* Eyes on U.S. China trade talks
* U.S. dollar higher despite jobs data
* Oil prices rise (Updates with early U.S. markets’ activity, changes dateline, previous LONDON)
By Caroline Valetkevitch
NEW YORK, May 4 (Reuters) - World stock indexes climbed and U.S. Treasury yields were near unchanged on Friday after data showed weaker-than-expected U.S. jobs and wage growth in April, bolstering investor views that the pace of U.S. rate hikes will be gradual.
Gains in shares of Apple helped U.S. stocks after Warren Buffett’s Berkshire Hathaway raised its stake in the iPhone maker.
The Labor Department’s closely watched report showed non-farm payrolls increased by 164,000 jobs last month, while the unemployment rate was at 3.9 percent. However, wages edged up only 0.1 percent, easing concerns that inflation pressures were increasing.
“If people were worried about a faster pace of hike, this report should calm those... The curve will likely resume its flattening bias in the long term, but it won’t invert in the foreseeable future,” said Collin Martin, fixed income strategist at Schwab Center for Financial Research in New York.
The U.S. central bank on Wednesday left interest rates unchanged and said it expected annual inflation to run close to its “symmetric” 2 percent target over the medium term.
Yields on U.S. benchmark 10-year notes and 30-year yields earlier slid to two-week lows, while those on two-year notes fell to a one-week trough.
Benchmark 10-year notes last fell 5/32 in price to yield 2.9628 percent, from 2.946 percent late on Thursday.
The Dow Jones Industrial Average rose 255.5 points, or 1.07 percent, to 24,185.65, the S&P 500 gained 25.36 points, or 0.96 percent, to 2,655.09 and the Nasdaq Composite added 98.48 points, or 1.39 percent, to 7,186.63.
The pan-European FTSEurofirst 300 index rose 0.62 percent and MSCI’s gauge of stocks across the globe gained 0.57 percent.
The U.S. dollar rose to its highest levels this year against a basket of currencies despite the weaker-than-expected jobs data. The dollar index jumped to 92.90, the highest level since Dec. 28.
The dollar index rose 0.35 percent, with the euro down 0.46 percent to $1.1932.
The dollar has gained as investors bet that the Fed will continue raising rates while other central banks, including the European Central Bank, will act more slowly.
While the Fed is seen raising interest rates at least two more times this year, expectations of policy tightening from the ECB and the Bank of England are receding.
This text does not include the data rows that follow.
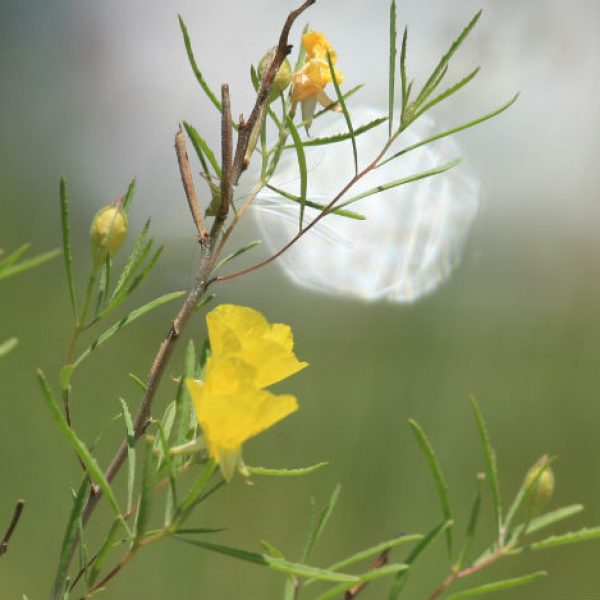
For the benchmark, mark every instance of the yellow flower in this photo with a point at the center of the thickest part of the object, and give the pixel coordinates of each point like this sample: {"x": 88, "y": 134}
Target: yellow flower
{"x": 308, "y": 84}
{"x": 244, "y": 333}
{"x": 231, "y": 405}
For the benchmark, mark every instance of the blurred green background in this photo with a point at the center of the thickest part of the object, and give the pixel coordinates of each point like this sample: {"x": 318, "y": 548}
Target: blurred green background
{"x": 94, "y": 92}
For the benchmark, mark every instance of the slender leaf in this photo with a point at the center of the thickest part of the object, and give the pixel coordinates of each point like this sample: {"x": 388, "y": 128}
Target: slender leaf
{"x": 447, "y": 93}
{"x": 375, "y": 550}
{"x": 434, "y": 78}
{"x": 146, "y": 492}
{"x": 342, "y": 103}
{"x": 277, "y": 564}
{"x": 111, "y": 540}
{"x": 452, "y": 131}
{"x": 7, "y": 346}
{"x": 490, "y": 462}
{"x": 400, "y": 579}
{"x": 553, "y": 517}
{"x": 67, "y": 254}
{"x": 320, "y": 523}
{"x": 235, "y": 254}
{"x": 131, "y": 457}
{"x": 94, "y": 471}
{"x": 340, "y": 137}
{"x": 398, "y": 182}
{"x": 392, "y": 73}
{"x": 403, "y": 79}
{"x": 27, "y": 264}
{"x": 126, "y": 320}
{"x": 129, "y": 195}
{"x": 439, "y": 480}
{"x": 342, "y": 213}
{"x": 201, "y": 147}
{"x": 497, "y": 586}
{"x": 471, "y": 527}
{"x": 188, "y": 48}
{"x": 573, "y": 537}
{"x": 69, "y": 539}
{"x": 285, "y": 472}
{"x": 301, "y": 166}
{"x": 372, "y": 575}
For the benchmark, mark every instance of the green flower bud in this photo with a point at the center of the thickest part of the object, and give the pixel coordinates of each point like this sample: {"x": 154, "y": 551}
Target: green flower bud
{"x": 108, "y": 232}
{"x": 283, "y": 77}
{"x": 540, "y": 483}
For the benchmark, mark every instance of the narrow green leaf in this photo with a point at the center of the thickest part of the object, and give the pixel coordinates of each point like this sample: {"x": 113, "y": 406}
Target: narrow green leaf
{"x": 320, "y": 523}
{"x": 301, "y": 166}
{"x": 372, "y": 575}
{"x": 497, "y": 586}
{"x": 447, "y": 93}
{"x": 146, "y": 493}
{"x": 27, "y": 264}
{"x": 271, "y": 550}
{"x": 434, "y": 78}
{"x": 7, "y": 346}
{"x": 202, "y": 147}
{"x": 553, "y": 517}
{"x": 140, "y": 383}
{"x": 573, "y": 537}
{"x": 439, "y": 480}
{"x": 198, "y": 487}
{"x": 375, "y": 550}
{"x": 188, "y": 48}
{"x": 403, "y": 79}
{"x": 452, "y": 131}
{"x": 69, "y": 539}
{"x": 342, "y": 213}
{"x": 342, "y": 103}
{"x": 398, "y": 182}
{"x": 67, "y": 254}
{"x": 131, "y": 457}
{"x": 285, "y": 472}
{"x": 235, "y": 254}
{"x": 129, "y": 195}
{"x": 490, "y": 462}
{"x": 94, "y": 471}
{"x": 392, "y": 73}
{"x": 400, "y": 579}
{"x": 111, "y": 540}
{"x": 277, "y": 564}
{"x": 340, "y": 137}
{"x": 126, "y": 320}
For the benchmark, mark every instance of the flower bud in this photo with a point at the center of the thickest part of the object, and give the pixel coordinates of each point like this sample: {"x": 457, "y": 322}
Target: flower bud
{"x": 540, "y": 483}
{"x": 283, "y": 77}
{"x": 108, "y": 232}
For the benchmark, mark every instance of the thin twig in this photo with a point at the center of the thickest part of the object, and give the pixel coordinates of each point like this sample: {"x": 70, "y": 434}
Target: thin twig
{"x": 188, "y": 185}
{"x": 226, "y": 162}
{"x": 379, "y": 562}
{"x": 240, "y": 162}
{"x": 12, "y": 526}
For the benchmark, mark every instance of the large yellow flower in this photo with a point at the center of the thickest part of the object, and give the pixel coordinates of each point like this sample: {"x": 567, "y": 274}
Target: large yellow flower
{"x": 231, "y": 405}
{"x": 244, "y": 333}
{"x": 308, "y": 84}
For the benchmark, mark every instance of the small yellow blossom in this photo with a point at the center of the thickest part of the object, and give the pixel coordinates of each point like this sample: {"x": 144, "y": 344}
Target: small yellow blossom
{"x": 245, "y": 333}
{"x": 231, "y": 405}
{"x": 308, "y": 84}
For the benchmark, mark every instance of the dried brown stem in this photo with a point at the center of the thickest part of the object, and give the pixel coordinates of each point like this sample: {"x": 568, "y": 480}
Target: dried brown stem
{"x": 12, "y": 526}
{"x": 188, "y": 185}
{"x": 240, "y": 162}
{"x": 379, "y": 562}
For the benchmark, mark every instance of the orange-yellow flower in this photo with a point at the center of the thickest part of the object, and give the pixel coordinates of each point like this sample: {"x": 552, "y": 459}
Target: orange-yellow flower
{"x": 231, "y": 405}
{"x": 308, "y": 84}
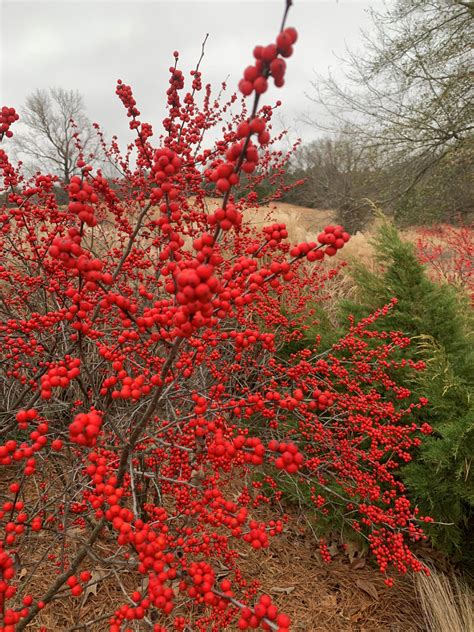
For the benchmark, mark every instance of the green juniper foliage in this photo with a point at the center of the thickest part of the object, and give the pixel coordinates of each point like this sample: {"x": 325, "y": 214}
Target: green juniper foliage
{"x": 439, "y": 321}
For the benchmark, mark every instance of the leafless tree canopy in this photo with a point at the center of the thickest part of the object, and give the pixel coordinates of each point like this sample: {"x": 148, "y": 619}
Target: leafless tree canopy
{"x": 53, "y": 118}
{"x": 410, "y": 91}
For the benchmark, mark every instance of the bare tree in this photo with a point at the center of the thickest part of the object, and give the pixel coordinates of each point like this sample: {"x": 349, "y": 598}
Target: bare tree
{"x": 409, "y": 92}
{"x": 56, "y": 122}
{"x": 339, "y": 175}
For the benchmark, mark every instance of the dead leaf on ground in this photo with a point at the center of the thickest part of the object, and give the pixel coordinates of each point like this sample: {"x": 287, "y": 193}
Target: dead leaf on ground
{"x": 284, "y": 589}
{"x": 357, "y": 563}
{"x": 93, "y": 585}
{"x": 368, "y": 587}
{"x": 329, "y": 601}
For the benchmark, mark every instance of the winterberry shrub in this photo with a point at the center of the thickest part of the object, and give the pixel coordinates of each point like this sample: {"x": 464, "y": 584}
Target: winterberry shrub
{"x": 141, "y": 383}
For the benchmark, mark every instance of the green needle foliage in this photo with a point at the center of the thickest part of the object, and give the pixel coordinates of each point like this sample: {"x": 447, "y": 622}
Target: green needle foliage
{"x": 439, "y": 321}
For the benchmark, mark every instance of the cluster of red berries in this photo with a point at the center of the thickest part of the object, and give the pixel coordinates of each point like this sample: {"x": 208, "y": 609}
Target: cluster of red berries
{"x": 225, "y": 174}
{"x": 82, "y": 195}
{"x": 226, "y": 218}
{"x": 268, "y": 62}
{"x": 132, "y": 387}
{"x": 13, "y": 452}
{"x": 322, "y": 399}
{"x": 256, "y": 125}
{"x": 253, "y": 449}
{"x": 59, "y": 376}
{"x": 199, "y": 583}
{"x": 23, "y": 417}
{"x": 291, "y": 458}
{"x": 194, "y": 287}
{"x": 74, "y": 582}
{"x": 68, "y": 250}
{"x": 275, "y": 233}
{"x": 166, "y": 164}
{"x": 7, "y": 117}
{"x": 125, "y": 94}
{"x": 259, "y": 531}
{"x": 333, "y": 237}
{"x": 85, "y": 428}
{"x": 263, "y": 612}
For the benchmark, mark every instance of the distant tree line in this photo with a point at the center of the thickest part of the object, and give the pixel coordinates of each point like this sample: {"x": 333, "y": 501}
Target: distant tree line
{"x": 400, "y": 131}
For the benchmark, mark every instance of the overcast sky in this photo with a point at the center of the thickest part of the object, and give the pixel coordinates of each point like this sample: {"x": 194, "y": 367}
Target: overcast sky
{"x": 88, "y": 45}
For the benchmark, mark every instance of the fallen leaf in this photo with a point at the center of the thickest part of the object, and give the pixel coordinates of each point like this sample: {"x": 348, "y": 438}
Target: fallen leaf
{"x": 357, "y": 563}
{"x": 333, "y": 549}
{"x": 368, "y": 587}
{"x": 329, "y": 601}
{"x": 93, "y": 584}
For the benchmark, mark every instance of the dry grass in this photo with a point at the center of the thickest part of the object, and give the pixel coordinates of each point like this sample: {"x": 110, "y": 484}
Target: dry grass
{"x": 447, "y": 603}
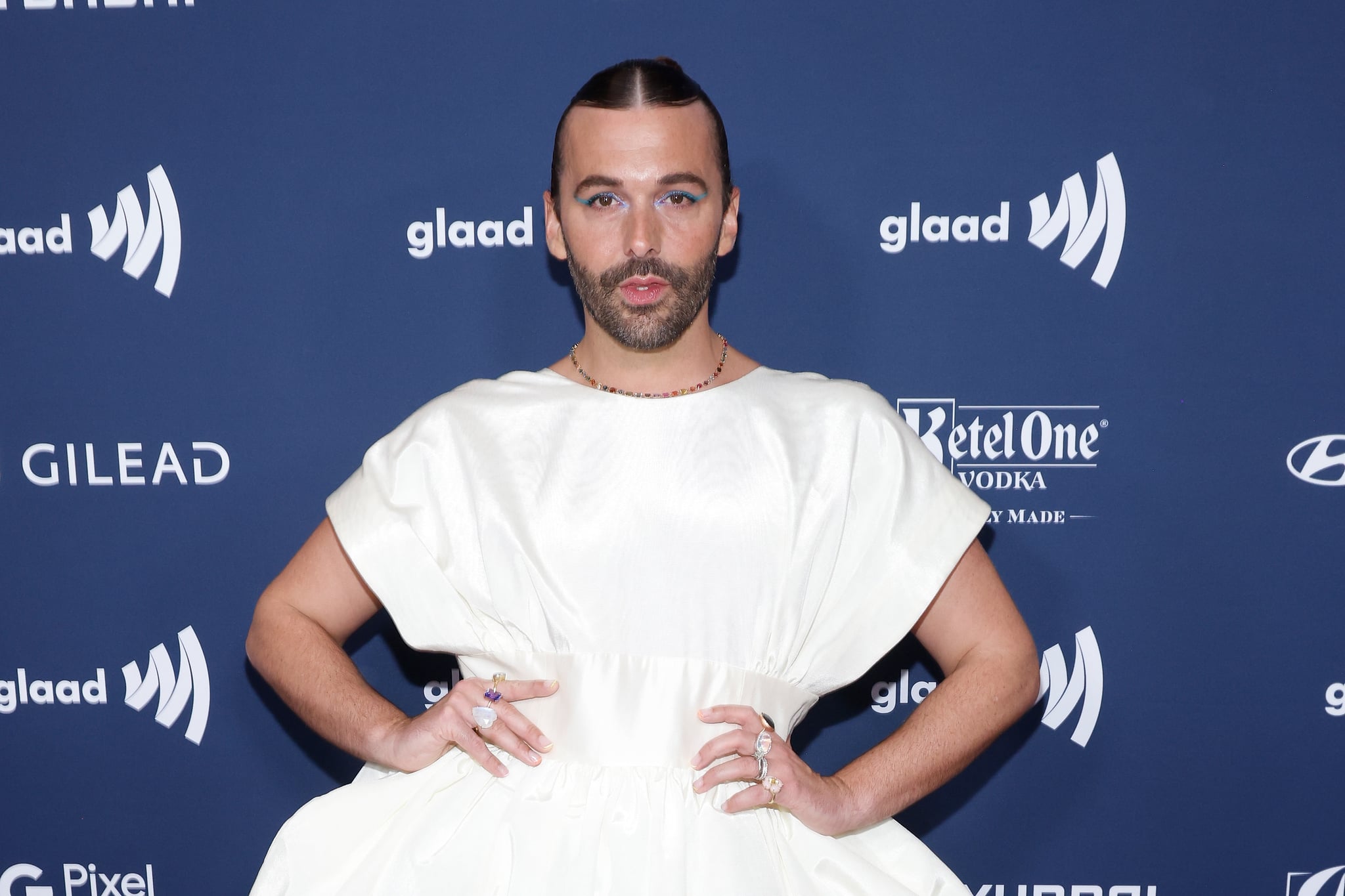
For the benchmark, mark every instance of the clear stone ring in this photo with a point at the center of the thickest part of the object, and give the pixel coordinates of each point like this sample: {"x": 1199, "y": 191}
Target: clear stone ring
{"x": 763, "y": 744}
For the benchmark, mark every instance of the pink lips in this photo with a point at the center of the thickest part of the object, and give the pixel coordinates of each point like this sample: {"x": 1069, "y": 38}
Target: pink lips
{"x": 643, "y": 291}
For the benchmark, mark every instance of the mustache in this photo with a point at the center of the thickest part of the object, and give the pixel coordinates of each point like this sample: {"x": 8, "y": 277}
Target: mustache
{"x": 612, "y": 277}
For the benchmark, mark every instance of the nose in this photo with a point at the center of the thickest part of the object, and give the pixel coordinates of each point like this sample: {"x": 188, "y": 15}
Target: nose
{"x": 643, "y": 233}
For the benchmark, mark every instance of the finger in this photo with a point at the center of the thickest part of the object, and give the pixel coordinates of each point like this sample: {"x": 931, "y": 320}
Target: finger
{"x": 509, "y": 742}
{"x": 743, "y": 769}
{"x": 731, "y": 743}
{"x": 753, "y": 797}
{"x": 734, "y": 714}
{"x": 471, "y": 743}
{"x": 522, "y": 727}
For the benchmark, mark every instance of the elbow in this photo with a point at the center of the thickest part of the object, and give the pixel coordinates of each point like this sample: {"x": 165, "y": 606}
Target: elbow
{"x": 255, "y": 647}
{"x": 1025, "y": 675}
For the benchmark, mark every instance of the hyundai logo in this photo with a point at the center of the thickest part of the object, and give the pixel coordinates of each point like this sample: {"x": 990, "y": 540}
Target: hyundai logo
{"x": 1313, "y": 459}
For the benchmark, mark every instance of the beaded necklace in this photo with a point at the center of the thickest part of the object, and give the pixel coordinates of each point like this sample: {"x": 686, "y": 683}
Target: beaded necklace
{"x": 724, "y": 356}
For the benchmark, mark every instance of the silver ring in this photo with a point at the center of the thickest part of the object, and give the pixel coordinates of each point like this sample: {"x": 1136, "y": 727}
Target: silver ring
{"x": 763, "y": 744}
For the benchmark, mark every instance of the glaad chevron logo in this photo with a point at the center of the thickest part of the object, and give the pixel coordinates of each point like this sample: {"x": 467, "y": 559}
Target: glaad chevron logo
{"x": 141, "y": 236}
{"x": 1084, "y": 226}
{"x": 174, "y": 689}
{"x": 1066, "y": 692}
{"x": 1107, "y": 214}
{"x": 1312, "y": 459}
{"x": 1319, "y": 884}
{"x": 1063, "y": 692}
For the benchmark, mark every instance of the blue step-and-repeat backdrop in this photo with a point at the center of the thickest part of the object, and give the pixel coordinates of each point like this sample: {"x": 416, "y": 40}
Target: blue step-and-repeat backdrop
{"x": 1090, "y": 251}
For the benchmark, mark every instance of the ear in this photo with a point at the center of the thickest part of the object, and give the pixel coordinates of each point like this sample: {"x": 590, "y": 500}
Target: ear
{"x": 730, "y": 227}
{"x": 554, "y": 237}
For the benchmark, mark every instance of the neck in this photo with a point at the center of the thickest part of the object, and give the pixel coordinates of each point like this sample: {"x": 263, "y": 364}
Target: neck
{"x": 685, "y": 363}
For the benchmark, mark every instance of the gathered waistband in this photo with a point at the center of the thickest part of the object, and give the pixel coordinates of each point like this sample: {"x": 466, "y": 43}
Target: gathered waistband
{"x": 625, "y": 710}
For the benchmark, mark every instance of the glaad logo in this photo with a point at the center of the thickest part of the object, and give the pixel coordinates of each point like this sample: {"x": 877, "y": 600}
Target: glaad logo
{"x": 423, "y": 237}
{"x": 1336, "y": 699}
{"x": 1063, "y": 692}
{"x": 1086, "y": 226}
{"x": 1310, "y": 884}
{"x": 191, "y": 681}
{"x": 1107, "y": 214}
{"x": 1076, "y": 889}
{"x": 129, "y": 226}
{"x": 1012, "y": 449}
{"x": 39, "y": 471}
{"x": 143, "y": 237}
{"x": 93, "y": 5}
{"x": 174, "y": 691}
{"x": 1066, "y": 692}
{"x": 1313, "y": 461}
{"x": 99, "y": 884}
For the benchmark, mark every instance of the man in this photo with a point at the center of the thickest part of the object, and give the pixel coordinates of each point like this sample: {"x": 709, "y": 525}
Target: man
{"x": 663, "y": 586}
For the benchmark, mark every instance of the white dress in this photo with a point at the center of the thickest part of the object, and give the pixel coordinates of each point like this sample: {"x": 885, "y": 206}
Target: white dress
{"x": 763, "y": 543}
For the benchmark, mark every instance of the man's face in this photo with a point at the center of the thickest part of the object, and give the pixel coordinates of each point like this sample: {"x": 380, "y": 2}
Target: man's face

That has driven the difference between German and U.S. government bond yields to near the highest in nearly three decades, with the short-dated and long-dated “transatlantic spread” standing at 305 and 240 basis points respectively.
Investors are also focused on trade tensions between the United States and China. Top officials from Beijing and Washington have reached a consensus on some aspects of the countries’ trade dispute, but disagreements over other issues remain “relatively big,” according to China’s Xinhua news agency.
Talks over the past two days have involved a high-level U.S. trade delegation led by Treasury Secretary Steven Mnuchin and top Chinese officials, following months of threats and counter threats from both sides in a series of disputes over trade practices.
In the oil market, U.S. crude rose 1.4 percent to $69.39 per barrel and Brent was last at $74.58, up 1.3 percent on the day.